On fait bilan en fin d'année des quelques musiques de films que l'on a bien aimé mais on a aussi le droit de sortir un gros carton rouge pour ce qui va arriver. Peut être votre mémoire vous a fait une fleur: vous avez oublié une adaptation musicale des Misérables, affreuse, prétentieuse et génante pour Hugh Jackman, excellent comédien mais piètre chanteur.

C'est pourtant sa passion: le chant et la danse. C'est un artiste complet. Il joue, jongle mais il geint. Comme il est costaud et qu'il rapporte des millions de dollars avec ses films, personne ne lui dit rien. Il faut dire qu'il fait preuve de bonne volonté comme il l'avait fait aux Oscars il y a quelques années et dans d'autres cérémonies. Il ne dira jamais non à un petit pas de danse!

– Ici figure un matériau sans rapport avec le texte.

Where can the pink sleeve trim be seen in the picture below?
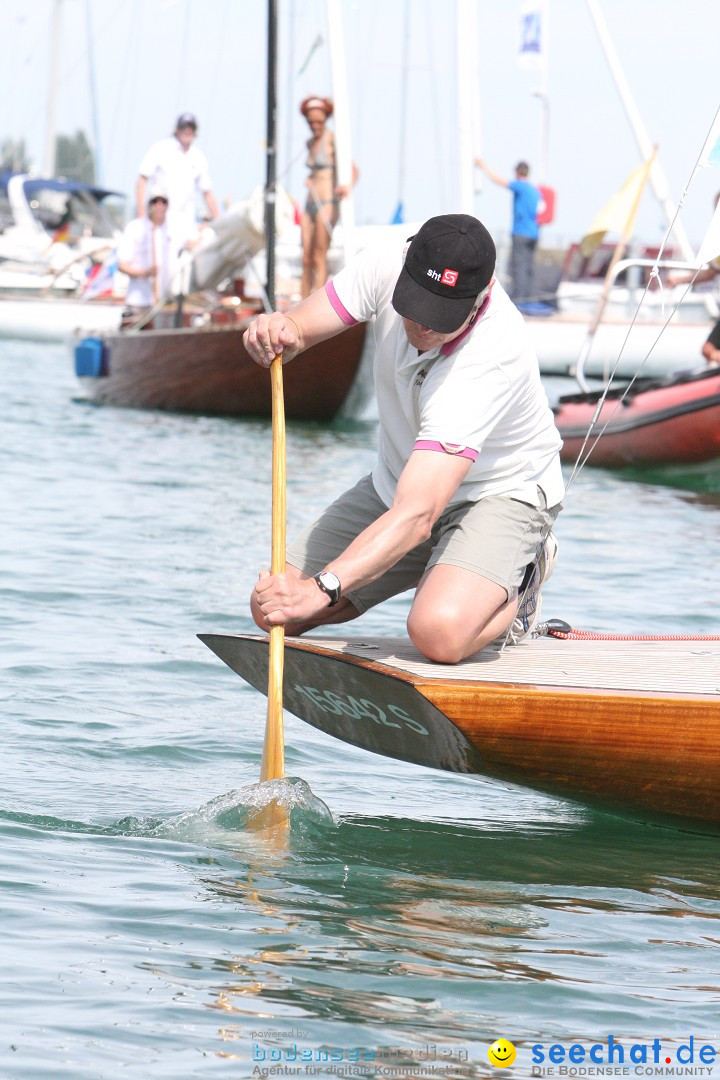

C'est pourquoi il est la tête d'affiche de The Greatest Showman, évocation musicale de Barnum et du cirque il y a des siècles! Mais à la sauce Broadway. Ou à la sauce Disney. On ne sait plus trop tellement les chansons sont sirupeuses et totalement interchangeables.

On doit cela à deux compositeurs, Benj Pasek et Justin Paul. Le théâtre. La télévision. Le cinéma désormais. Tout le monde veut travailler avec eux. Après le succès de leur chanson City of Stars pour le film La La Land, ils vont envahir Hollywood tous les deux.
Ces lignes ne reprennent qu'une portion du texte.